Former Kenya Army Commander, Lieutenant General (Rtd) Lazarus Sumbeiywo has revealed that one of the last wishes of the late Retired President Daniel Arap Moi was to have peace and stability restored in the turmoil-hit Somalia.
Lt. General Sumbeiywo told mourners during the burial service of the former Head of State held at his Kabarak home in Nakuru County on Wednesday that Moi was always saddened that though several meetings had been held to end the anarchy in Somalia, warring factions had continued to cause huge losses of human lives and property.
“Long after he retired, he would always tell me whenever we met that it was his daily prayer to God that Somalis wake up to the reality of what is happening on the continent and reconcile with each other.
“Whenever he met factional leaders he always prevailed upon them to put down the weapons of war and embrace the promise of peace,” said the former Army Commander.
He told mourners that Moi was disappointed that though Kenya was instrumental in the birth of South Sudan through the Second Sudanese Civil War and the Comprehensive Peace Agreement that was finally signed in 2005, the country slid in yet another orgy of lawlessness pitting supporters of President Salva Kiir and his former Vice President, Dr.

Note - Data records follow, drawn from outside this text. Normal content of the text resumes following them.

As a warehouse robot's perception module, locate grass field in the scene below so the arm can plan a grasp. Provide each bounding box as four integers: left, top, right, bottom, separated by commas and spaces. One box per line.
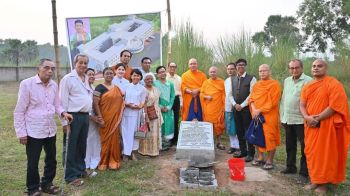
0, 83, 350, 195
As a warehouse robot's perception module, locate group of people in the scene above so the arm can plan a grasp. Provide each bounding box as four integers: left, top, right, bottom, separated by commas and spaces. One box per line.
181, 59, 350, 193
14, 50, 350, 195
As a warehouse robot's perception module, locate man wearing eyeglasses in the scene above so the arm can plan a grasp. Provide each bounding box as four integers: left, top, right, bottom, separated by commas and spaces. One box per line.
228, 59, 256, 162
140, 57, 156, 86
14, 59, 73, 195
280, 59, 312, 182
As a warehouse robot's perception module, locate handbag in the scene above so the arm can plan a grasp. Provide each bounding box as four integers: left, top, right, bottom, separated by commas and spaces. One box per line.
146, 105, 158, 120
134, 112, 149, 139
245, 114, 266, 148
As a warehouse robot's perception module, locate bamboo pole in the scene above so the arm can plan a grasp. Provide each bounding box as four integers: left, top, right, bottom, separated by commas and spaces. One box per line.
167, 0, 172, 64
51, 0, 61, 84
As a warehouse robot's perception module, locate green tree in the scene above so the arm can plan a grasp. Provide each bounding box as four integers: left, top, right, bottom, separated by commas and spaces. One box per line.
21, 40, 39, 61
2, 39, 23, 67
297, 0, 350, 52
252, 15, 301, 50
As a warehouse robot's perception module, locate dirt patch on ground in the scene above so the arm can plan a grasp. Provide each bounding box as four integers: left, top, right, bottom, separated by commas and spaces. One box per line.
146, 148, 300, 195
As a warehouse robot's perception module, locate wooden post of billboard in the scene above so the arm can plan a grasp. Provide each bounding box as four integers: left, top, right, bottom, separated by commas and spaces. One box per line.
51, 0, 61, 84
167, 0, 172, 63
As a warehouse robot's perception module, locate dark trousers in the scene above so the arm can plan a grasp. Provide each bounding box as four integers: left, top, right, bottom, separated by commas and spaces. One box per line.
63, 113, 89, 183
26, 136, 57, 193
233, 106, 255, 156
172, 95, 180, 144
283, 124, 308, 177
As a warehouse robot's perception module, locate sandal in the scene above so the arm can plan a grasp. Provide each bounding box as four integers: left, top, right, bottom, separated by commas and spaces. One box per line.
68, 178, 84, 187
252, 159, 265, 166
216, 143, 226, 150
28, 190, 41, 196
262, 163, 273, 170
41, 184, 61, 195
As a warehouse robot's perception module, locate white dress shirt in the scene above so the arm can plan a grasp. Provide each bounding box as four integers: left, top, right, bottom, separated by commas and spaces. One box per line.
60, 70, 93, 115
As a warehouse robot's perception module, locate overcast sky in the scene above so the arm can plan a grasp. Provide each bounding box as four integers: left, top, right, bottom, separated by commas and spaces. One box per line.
0, 0, 302, 45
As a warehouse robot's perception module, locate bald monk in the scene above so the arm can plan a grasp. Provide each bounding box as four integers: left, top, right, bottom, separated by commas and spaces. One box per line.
181, 58, 207, 121
300, 59, 350, 193
120, 50, 132, 81
249, 64, 281, 170
200, 66, 225, 150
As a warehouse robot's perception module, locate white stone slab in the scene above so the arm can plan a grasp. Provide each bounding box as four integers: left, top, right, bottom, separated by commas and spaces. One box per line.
176, 121, 215, 163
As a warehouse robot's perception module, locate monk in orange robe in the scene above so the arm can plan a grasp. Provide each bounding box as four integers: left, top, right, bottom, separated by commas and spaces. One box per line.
300, 59, 350, 193
94, 68, 125, 170
200, 66, 225, 150
181, 58, 207, 121
120, 50, 132, 81
249, 64, 281, 170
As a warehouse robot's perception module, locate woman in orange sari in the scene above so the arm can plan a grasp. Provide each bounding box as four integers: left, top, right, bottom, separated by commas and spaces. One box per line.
94, 67, 124, 170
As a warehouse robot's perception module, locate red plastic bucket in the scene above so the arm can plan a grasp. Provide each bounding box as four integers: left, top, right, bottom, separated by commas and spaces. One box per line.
228, 158, 244, 181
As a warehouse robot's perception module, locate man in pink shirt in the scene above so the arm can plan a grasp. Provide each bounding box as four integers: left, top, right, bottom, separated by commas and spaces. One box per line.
14, 59, 73, 195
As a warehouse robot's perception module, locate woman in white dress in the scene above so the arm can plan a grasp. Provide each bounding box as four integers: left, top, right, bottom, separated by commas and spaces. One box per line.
85, 68, 101, 176
122, 69, 147, 160
139, 73, 163, 157
112, 63, 130, 94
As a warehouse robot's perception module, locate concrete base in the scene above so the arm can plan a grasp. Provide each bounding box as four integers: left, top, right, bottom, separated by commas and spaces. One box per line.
180, 168, 218, 189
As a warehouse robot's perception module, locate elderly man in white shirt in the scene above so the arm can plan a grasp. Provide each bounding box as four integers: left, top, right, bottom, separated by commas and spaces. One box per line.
60, 54, 93, 186
224, 63, 239, 154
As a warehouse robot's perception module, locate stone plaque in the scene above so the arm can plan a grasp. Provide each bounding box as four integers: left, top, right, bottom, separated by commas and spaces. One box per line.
176, 121, 215, 165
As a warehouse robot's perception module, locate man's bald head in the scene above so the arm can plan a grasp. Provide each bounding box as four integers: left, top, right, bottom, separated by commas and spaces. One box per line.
259, 64, 271, 80
311, 59, 328, 79
209, 66, 218, 80
188, 58, 198, 71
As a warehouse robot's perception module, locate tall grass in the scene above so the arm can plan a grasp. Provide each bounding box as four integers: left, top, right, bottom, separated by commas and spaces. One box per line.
163, 21, 214, 75
163, 21, 350, 98
215, 30, 266, 76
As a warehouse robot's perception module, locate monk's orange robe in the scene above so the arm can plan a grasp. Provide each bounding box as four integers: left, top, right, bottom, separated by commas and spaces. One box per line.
249, 79, 281, 152
181, 70, 207, 120
300, 76, 350, 184
98, 86, 124, 170
200, 78, 225, 136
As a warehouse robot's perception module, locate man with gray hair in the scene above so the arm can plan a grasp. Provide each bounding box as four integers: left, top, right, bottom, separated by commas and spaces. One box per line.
60, 54, 93, 186
280, 59, 312, 182
14, 59, 72, 195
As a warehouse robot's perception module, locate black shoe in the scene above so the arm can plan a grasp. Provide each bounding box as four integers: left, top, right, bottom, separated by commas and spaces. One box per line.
281, 168, 297, 174
233, 153, 247, 158
244, 155, 254, 163
227, 148, 239, 154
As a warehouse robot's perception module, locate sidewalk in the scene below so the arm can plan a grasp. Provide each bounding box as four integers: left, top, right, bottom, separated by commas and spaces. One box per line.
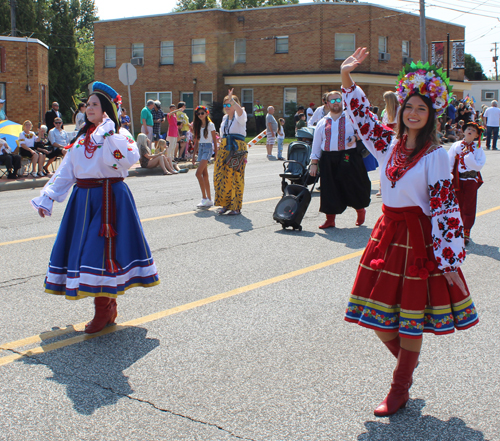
0, 161, 196, 192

Riek Machar.
In 2002 Moi appointed General Sumbeiywo as Kenya’s Special Envoy to the Inter-Governmental Authority on Development (IGAD), a regional organization for the Horn of Africa. In this position, he was the lead mediator in the Sudanese North-South peace process.
“When you share happy times and calamitous times with a man, a bond is effected that not even time is able to ravage. I and Moi shared the vision of a peaceful, united Sudan and we had single-mindedly committed ourselves to that cause,” he reminisced.

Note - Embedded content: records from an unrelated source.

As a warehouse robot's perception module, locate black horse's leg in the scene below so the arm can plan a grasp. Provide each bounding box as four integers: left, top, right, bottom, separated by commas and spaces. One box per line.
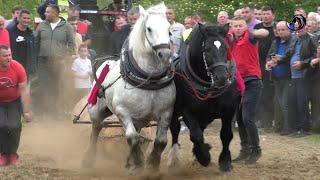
183, 112, 211, 166
168, 112, 181, 169
147, 111, 172, 170
219, 108, 235, 172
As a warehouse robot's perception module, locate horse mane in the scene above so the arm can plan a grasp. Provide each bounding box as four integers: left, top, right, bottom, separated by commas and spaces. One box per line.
129, 3, 167, 53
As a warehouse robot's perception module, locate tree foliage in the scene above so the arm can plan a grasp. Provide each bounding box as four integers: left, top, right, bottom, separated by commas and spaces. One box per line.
0, 0, 42, 19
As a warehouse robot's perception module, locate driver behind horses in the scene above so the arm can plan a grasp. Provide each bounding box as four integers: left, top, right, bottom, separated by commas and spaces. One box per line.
229, 17, 269, 164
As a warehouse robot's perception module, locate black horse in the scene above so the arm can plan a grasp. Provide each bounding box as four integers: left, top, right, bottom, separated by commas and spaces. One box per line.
169, 24, 241, 171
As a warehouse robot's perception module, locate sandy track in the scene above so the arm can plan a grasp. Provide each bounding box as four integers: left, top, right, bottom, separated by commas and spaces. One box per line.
0, 120, 320, 180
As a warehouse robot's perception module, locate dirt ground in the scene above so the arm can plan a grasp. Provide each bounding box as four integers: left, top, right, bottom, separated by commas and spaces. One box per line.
0, 116, 320, 180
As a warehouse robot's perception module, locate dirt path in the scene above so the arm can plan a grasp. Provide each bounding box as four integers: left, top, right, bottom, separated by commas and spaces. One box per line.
0, 118, 320, 180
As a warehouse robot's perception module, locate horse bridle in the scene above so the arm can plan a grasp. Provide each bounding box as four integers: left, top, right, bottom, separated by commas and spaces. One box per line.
202, 38, 230, 86
145, 30, 170, 54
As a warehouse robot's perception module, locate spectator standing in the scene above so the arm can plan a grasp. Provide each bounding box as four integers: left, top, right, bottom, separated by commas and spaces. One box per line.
233, 9, 242, 17
167, 7, 185, 59
7, 9, 36, 77
67, 16, 82, 55
289, 24, 317, 137
68, 6, 93, 45
241, 5, 261, 31
253, 8, 263, 21
217, 11, 229, 26
230, 17, 268, 164
0, 45, 31, 166
71, 44, 92, 102
0, 16, 10, 47
4, 5, 23, 28
266, 21, 299, 135
254, 6, 275, 130
310, 43, 320, 128
35, 5, 75, 116
183, 16, 193, 30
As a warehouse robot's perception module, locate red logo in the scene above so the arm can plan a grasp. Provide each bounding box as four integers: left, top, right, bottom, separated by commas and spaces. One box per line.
0, 77, 14, 89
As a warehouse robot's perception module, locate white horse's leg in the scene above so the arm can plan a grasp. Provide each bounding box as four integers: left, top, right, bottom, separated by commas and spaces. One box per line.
118, 115, 144, 173
147, 111, 172, 170
82, 98, 110, 167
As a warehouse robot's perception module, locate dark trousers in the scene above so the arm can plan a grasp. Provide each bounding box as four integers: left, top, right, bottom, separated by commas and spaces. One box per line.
274, 79, 292, 132
0, 98, 22, 154
310, 76, 320, 127
237, 79, 262, 149
289, 78, 310, 131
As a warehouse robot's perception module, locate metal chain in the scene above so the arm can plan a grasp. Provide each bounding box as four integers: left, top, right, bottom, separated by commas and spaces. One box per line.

General Sumbeiywo noted that former Head of State was also involved in mediation between various conflicting sides in Uganda, Congo, Somalia, Chad, Sudan, Mozambique, Eritrea-Ethiopia, Rwanda, and Burundi.
“Moi was invited as President to provide peacekeeping forces in troubled parts of the world such as Chad, Uganda, Namibia, Mozambique, Iran-Iraq, Kuwait, Yugoslavia, Liberia, Morocco, Angola, Serbia-Croatia, D.R. Congo, Sierra Leone and East Timor,” he noted.
“At different fora, he stressed that unless Africans cemented their unity and solidarity, solutions to the many internal and external problems afflicting the continent would remain elusive,” said the former Army Commander.
General Sumbeiywo told mourners that Moi was convinced the only way to end violent cultural practices such as armed cattle rustling activities and inter clan conflicts was through promotion of education.
He said that the former head of state was instrumental in mediating peace between members of the Samburu, Pokot and Turkana communities who were perennially in armed combat against each other.
Sumbeiywo hailed Moi for being instrumental in the revival of the East African Community that had collapsed in 1977, and together with Tanzania’s then President Benjamin Mkapa and Uganda’s Yoweri Museveni, they signed it back to life.
Moi was further eulogized as regional peace marker and praised for convening peace negotiations in Nairobi in 1985 between then Ugandan leader, Gen Tito Okello and Museveni.
“He reached out to his counterparts in the region and initiated and pushed various peace processes and especially through Inter-governmental Authority on development (IGAD), to incorporate peace building and deal with issues related to drought and desertification in the Horn Africa,” he said.
“Moi also understood that it was only through the East African Community that sustainable social and economic growth could be achieved,” stated the retired army commander.